1. Field of the Invention
The present invention is related to a golf club and more specifically to an improvement related to a method of the assembly of its shaft with the head. The invention is also related to a method enabling the shaft to be disassembled from the head.
2. Discussion of Background and Relevant Information
While playing golf, the player hits a golf ball in order to displace it, by propelling it with an implement referred to as a golf club which is constituted by a shaft having a head at its lower end, whereas its upper end is equipped with a handle, often referred to as a grip.
In a known manner, the head itself is extended laterally from the shaft by a neck adapted to receive the shaft. To this end, the neck has an opening in which the lower end of the shaft is affixed, typically by means of an adhesive of the epoxy type.

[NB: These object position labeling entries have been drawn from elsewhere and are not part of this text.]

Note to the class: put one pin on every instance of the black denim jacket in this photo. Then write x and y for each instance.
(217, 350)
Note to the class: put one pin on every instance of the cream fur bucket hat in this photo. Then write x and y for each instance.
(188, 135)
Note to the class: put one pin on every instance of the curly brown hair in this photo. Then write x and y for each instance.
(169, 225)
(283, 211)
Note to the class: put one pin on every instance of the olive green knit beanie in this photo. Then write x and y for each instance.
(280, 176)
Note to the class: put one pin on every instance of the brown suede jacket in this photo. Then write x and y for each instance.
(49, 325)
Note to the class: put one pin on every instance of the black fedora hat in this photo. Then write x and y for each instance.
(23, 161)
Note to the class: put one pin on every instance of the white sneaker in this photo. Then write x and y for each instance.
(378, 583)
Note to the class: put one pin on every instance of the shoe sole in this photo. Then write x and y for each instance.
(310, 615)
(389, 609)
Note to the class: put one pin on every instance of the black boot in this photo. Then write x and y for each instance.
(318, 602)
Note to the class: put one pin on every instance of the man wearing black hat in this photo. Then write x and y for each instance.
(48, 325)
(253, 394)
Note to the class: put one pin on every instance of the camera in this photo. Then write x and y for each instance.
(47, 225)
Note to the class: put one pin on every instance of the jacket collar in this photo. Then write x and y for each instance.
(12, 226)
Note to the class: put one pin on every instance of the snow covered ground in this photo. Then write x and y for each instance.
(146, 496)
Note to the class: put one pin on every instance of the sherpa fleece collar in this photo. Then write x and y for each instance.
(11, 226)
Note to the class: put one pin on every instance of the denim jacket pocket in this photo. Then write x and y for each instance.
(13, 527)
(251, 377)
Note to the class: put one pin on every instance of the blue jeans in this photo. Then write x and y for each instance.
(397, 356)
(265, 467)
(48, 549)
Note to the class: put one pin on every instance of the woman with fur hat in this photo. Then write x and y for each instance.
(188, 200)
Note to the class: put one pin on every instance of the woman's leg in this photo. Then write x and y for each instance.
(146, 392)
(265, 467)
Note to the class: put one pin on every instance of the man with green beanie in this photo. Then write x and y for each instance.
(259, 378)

Often, the player wants to change the shaft of the club, either because it is damaged, or because it is not completely adapted to his or her game. Indeed, the precision of shots depends on a certain number of parameters, and especially those related to the stiffness of the shaft and/or its structure. Therefore, the golfer desires either to change clubs or to have the shafts of the clubs changed. The operation of changing the shafts is not very problematic, and is very easy indeed for clubs whose head and shaft are metallic, because the club need only be heated locally in the area or zone at which the shaft is embedded in the head, causing thereby the softening or destruction of the adhesive, thus enabling the shaft to be withdrawn and completely removed from the head.

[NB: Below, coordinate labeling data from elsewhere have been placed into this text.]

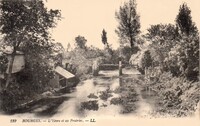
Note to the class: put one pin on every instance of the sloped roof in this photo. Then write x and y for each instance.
(64, 72)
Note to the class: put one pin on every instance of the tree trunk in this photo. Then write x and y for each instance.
(10, 67)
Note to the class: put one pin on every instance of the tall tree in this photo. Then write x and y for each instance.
(129, 24)
(80, 42)
(184, 20)
(25, 26)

This operation is unfortunately not possible for clubs whose embedding zone cannot be heated. This is the case for a club whose head, at least in its shaft embedding zone is made of plastic or of a composite material, and whose shaft is not made of steel but, for example, is made of a composite material. It is easy to understand that heating the embedding zone of the shaft would cause irreparable damage to the head and to the shaft, which would then no longer be usable.